We have 1 chief resident and 5 residents. We have 2 locations, one in the hospital with the hospital setting and one just outside of New Haven with private clinic setting.
Yale encourages 4-handed dentistry and have 1 assistant per resident (who works with you- takes radiographs, stays the whole time during procedures, keeps everything stocked and organized), multiple hygienists (you rarely do cleanings, you do it only if it’s a special case or you really want to do it yourself...), your own operatory, front desks staff who handles patients/appointments for you, and multiple attendings in different specialties.
On call schedule is light with 6 residents, and there is an on-call room, but we never really use it because we live close to the hospital and don’t get called in all that often. We handle dental related emergencies (e.g. avulsions, displacement, odontogenic infection…). We do handle some minor alveolar fractures and odontogenic infections with significant facial swellings, but the hospital knows to call OMFS for serious cases. And if you can’t do it, you can call the OMFS yourself and do it together or hand the case over to them. Let’s be honest, no one likes being on call, and I still hate being on call because I get anxious that my beeper is going to ring and that I am going to miss it, but I guess it’s something I signed up for when I decided to do GPR. Good thing is that the call at Yale is on the lighter side, and most of the cases I’ve seen I could handle and I’ve learned a lot by doing them.

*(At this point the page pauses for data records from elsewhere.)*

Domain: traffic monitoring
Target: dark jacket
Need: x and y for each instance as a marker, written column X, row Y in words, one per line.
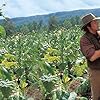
column 88, row 44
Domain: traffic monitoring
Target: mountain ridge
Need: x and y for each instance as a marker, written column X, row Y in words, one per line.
column 60, row 15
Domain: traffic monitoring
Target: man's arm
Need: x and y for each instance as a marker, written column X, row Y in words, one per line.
column 95, row 56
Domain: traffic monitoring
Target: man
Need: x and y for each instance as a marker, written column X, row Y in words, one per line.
column 90, row 47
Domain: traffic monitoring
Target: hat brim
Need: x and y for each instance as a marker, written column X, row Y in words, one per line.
column 97, row 18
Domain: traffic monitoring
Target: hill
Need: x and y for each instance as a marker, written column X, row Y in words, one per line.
column 59, row 15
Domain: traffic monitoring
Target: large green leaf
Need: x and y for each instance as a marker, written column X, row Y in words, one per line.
column 2, row 31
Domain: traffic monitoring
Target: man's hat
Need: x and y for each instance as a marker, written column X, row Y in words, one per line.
column 88, row 18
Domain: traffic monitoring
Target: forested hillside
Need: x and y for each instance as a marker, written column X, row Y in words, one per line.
column 42, row 62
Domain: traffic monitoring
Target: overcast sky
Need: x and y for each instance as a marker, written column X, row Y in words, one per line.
column 23, row 8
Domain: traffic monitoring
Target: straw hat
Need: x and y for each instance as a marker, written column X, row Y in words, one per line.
column 88, row 18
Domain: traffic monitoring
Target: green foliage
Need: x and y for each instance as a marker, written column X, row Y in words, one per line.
column 2, row 31
column 44, row 59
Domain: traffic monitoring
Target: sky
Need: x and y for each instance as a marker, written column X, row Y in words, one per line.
column 24, row 8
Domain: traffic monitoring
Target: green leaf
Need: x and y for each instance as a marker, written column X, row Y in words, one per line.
column 2, row 31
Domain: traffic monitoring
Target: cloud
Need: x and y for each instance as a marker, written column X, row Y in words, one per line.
column 21, row 8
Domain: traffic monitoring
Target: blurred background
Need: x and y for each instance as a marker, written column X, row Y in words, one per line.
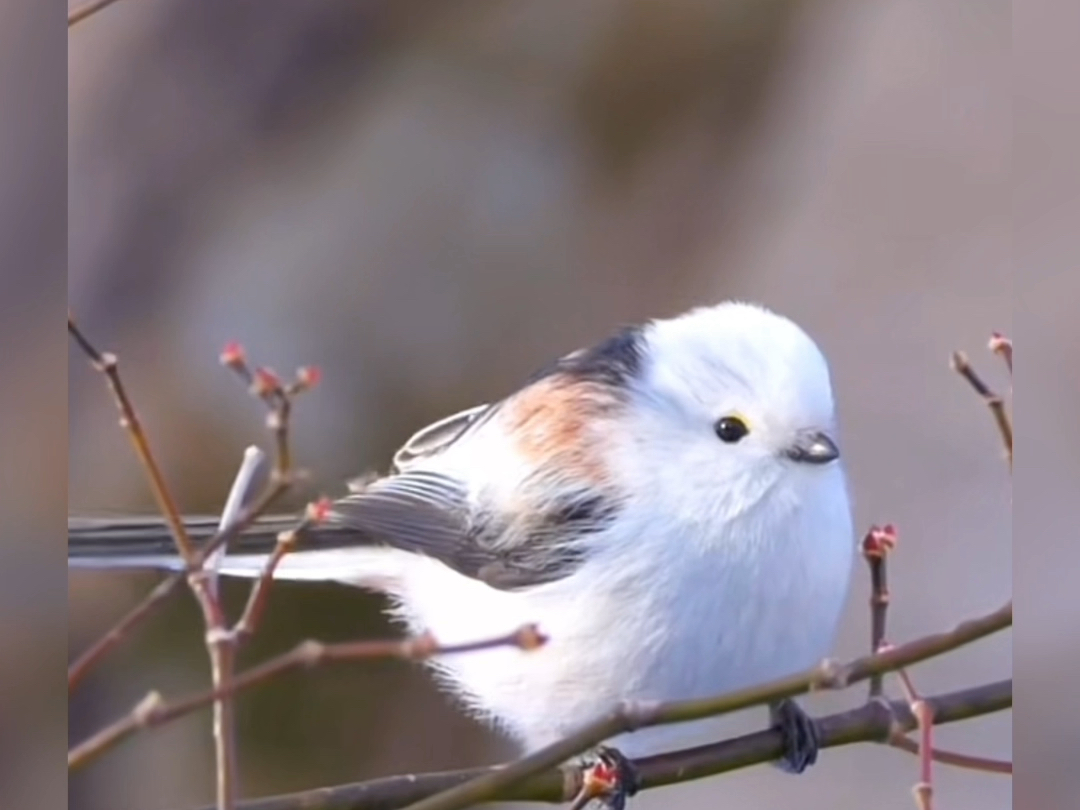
column 429, row 200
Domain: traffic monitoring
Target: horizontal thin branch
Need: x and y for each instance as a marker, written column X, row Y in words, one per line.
column 997, row 406
column 635, row 716
column 871, row 723
column 153, row 711
column 987, row 765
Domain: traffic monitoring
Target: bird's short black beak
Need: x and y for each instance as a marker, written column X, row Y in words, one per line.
column 813, row 447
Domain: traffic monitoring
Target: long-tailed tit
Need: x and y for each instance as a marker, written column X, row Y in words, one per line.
column 669, row 507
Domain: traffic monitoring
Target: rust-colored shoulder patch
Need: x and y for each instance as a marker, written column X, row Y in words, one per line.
column 559, row 421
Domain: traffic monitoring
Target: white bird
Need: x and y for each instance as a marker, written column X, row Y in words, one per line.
column 669, row 507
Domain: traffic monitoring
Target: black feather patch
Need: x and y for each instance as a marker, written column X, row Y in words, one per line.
column 612, row 362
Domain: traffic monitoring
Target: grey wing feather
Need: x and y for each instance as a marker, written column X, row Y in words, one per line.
column 429, row 513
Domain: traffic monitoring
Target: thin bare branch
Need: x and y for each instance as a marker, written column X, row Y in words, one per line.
column 106, row 364
column 869, row 723
column 962, row 366
column 278, row 399
column 634, row 716
column 81, row 12
column 153, row 711
column 876, row 545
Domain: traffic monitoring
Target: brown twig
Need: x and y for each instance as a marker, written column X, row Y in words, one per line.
column 81, row 12
column 962, row 366
column 923, row 790
column 279, row 400
column 630, row 717
column 221, row 644
column 869, row 723
column 106, row 364
column 218, row 649
column 986, row 765
column 286, row 541
column 876, row 544
column 152, row 711
column 135, row 617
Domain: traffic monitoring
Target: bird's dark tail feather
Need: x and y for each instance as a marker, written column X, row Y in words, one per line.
column 147, row 542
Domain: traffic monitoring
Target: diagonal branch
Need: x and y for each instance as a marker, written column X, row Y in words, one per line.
column 81, row 12
column 962, row 366
column 868, row 723
column 153, row 711
column 630, row 717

Yale is not production driven. No one forces you to produce unlike some other GPR/AEGD programs. And you're not booked 15 patients a day (unless you want to...). We have some restrictions of what we do because a lot of our patients are on Medicaid and we have to follow its guidelines (e.g. posterior amalgam vs. composite, partial vs. implants), but when we have cool cases, a lot of faculty members are willing to work with you to make them teaching cases at little to no cost. For example, I have a patient who has amelogenisis imperfecta that I am doing full mouth restorations on.

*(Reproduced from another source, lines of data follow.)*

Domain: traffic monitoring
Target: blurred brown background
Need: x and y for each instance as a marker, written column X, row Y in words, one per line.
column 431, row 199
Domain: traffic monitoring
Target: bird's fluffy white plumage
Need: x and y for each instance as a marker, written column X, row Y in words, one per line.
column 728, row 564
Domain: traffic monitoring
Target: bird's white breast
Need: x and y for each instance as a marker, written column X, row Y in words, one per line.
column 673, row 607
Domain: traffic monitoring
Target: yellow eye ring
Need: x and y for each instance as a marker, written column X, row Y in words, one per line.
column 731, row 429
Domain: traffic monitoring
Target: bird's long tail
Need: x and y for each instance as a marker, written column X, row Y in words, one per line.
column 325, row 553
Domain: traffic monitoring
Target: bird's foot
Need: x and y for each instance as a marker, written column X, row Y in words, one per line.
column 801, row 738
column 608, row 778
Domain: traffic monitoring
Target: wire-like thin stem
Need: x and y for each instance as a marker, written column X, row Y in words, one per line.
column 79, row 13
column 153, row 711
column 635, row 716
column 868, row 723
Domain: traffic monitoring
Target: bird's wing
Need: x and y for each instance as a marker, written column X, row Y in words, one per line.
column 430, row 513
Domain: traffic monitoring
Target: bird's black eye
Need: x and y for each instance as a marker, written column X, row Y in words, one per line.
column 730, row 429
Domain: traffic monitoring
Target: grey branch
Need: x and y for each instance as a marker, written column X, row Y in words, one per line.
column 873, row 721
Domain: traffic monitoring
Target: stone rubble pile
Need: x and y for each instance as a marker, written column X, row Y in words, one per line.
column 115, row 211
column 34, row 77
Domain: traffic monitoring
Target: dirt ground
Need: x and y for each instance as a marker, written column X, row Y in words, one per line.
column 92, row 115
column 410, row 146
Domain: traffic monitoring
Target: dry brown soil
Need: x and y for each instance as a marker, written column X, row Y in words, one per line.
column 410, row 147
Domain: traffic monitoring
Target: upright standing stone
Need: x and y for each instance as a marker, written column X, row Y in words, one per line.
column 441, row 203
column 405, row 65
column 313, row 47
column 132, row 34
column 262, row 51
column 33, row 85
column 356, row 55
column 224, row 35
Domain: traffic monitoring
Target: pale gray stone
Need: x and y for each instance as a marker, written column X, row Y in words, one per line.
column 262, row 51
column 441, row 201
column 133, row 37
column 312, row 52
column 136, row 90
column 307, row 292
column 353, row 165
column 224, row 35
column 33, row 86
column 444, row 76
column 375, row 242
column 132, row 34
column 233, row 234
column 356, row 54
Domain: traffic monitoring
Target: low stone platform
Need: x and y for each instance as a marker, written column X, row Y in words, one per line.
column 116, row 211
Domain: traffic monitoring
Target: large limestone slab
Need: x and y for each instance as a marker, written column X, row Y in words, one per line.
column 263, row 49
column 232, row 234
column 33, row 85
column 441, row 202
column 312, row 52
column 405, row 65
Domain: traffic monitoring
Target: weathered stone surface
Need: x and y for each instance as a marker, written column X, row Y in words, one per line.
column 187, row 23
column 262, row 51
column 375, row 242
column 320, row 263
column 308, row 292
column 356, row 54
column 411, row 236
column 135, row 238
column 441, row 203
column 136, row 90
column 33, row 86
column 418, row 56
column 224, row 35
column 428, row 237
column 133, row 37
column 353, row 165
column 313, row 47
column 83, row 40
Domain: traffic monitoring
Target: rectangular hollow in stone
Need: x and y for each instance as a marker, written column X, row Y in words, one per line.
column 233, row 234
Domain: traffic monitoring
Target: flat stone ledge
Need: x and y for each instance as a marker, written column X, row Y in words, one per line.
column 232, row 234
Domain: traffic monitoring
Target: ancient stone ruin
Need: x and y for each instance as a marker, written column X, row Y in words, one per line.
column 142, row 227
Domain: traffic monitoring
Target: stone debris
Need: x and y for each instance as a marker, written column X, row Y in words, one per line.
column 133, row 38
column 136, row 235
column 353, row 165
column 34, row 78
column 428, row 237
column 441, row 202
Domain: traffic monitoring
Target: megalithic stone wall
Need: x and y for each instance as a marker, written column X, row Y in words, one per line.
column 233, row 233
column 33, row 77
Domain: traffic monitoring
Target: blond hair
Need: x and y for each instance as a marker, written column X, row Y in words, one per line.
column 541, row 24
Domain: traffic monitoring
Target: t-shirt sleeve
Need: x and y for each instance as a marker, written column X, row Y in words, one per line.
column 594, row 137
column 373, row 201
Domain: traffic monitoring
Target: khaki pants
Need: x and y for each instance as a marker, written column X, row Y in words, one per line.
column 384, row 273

Piggy backing off of that, Yale has a prosthodontic attending and we do cases with him in his lab, which is 30 minutes away. Yes, we follow the steps we learned in dental school, but have you really tried making a denture from start to finish with a prosthodontist? Because you really learn a lot by doing it. This prosthodontist has so much to teach you. You learn to do things the right way. I think for the education I get with him, I think 30 minutes is worth the drive. Plus, he’s really funny, cool, and really supportive. If you don't want to do a case with him, you never have to go to his lab. He won't make you. But I think it will be your loss... My co-residents are working on a lot of cool cases with him, including implants, hybrids, partials, completes including obturators. I am looking forward to restoring a case with this prosthodontist for a patient with ectodermal dysplasia.
We also place implants, restore implants, do perio surgeries (e.g. crown lengthening, flap debridement, gingival grafts) and endo (posteriors and anteriors, no re-tx). A lot of restorations too. We do hospital things (dental cases in the OR) and rotations (internal medicine, anesthesia, etc- I personally liked anesthesia. I saw so many cool surgeries and got to intubate people when all I've done in the past was on dummys in BLS classes).

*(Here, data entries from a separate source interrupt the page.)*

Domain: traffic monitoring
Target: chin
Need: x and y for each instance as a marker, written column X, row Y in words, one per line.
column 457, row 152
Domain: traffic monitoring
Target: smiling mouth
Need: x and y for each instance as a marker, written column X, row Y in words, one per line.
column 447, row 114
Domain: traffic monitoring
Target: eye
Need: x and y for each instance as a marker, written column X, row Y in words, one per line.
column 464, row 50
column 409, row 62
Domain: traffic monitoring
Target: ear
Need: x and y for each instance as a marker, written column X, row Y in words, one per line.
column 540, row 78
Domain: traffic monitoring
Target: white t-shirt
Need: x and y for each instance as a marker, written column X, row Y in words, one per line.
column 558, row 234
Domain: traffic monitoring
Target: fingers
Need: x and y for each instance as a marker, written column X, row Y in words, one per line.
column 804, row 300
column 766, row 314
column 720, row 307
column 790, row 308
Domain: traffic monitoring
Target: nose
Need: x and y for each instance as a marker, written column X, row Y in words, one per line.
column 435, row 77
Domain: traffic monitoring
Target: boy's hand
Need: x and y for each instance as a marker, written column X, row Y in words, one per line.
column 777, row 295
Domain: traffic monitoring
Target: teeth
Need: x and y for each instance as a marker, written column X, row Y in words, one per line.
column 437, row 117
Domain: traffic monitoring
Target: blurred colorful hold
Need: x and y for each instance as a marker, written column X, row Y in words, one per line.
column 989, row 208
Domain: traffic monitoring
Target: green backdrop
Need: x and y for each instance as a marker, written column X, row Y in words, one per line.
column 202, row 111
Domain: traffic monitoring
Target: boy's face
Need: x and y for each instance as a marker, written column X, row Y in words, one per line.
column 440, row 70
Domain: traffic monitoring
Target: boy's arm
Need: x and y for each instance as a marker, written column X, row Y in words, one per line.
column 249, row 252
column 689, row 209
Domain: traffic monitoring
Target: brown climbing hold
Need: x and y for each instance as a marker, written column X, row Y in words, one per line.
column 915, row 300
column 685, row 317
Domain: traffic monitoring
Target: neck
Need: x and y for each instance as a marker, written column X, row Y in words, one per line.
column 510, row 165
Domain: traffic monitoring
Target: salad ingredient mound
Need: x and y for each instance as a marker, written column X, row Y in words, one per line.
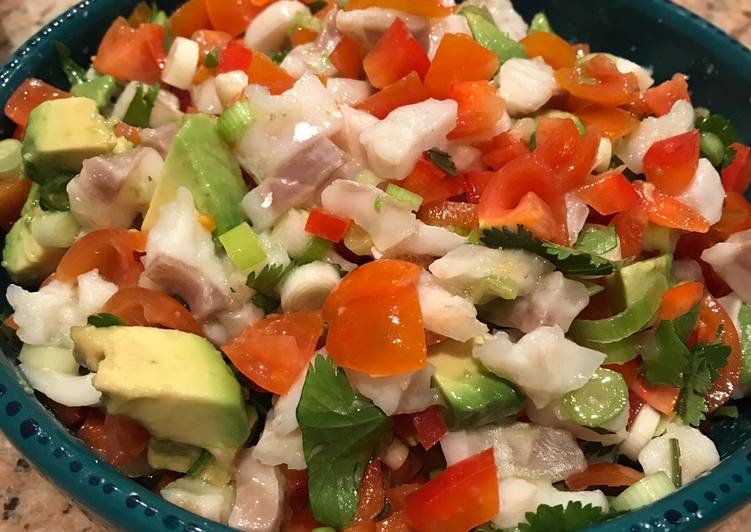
column 378, row 265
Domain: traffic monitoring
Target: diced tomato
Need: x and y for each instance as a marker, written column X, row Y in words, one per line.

With all that said, Yale is not a perfect program. What previous post said are probably true at that time it was written. I would be miserable too if I was on call 7 days straight every 3 weeks… This program has its flaws and there is always room for improvement… but there are already a lot of positive changes going on, and I think this program is really what you make out of it. You can do so many cases if you are really into it. If you don’t want to, you can get by doing nothing.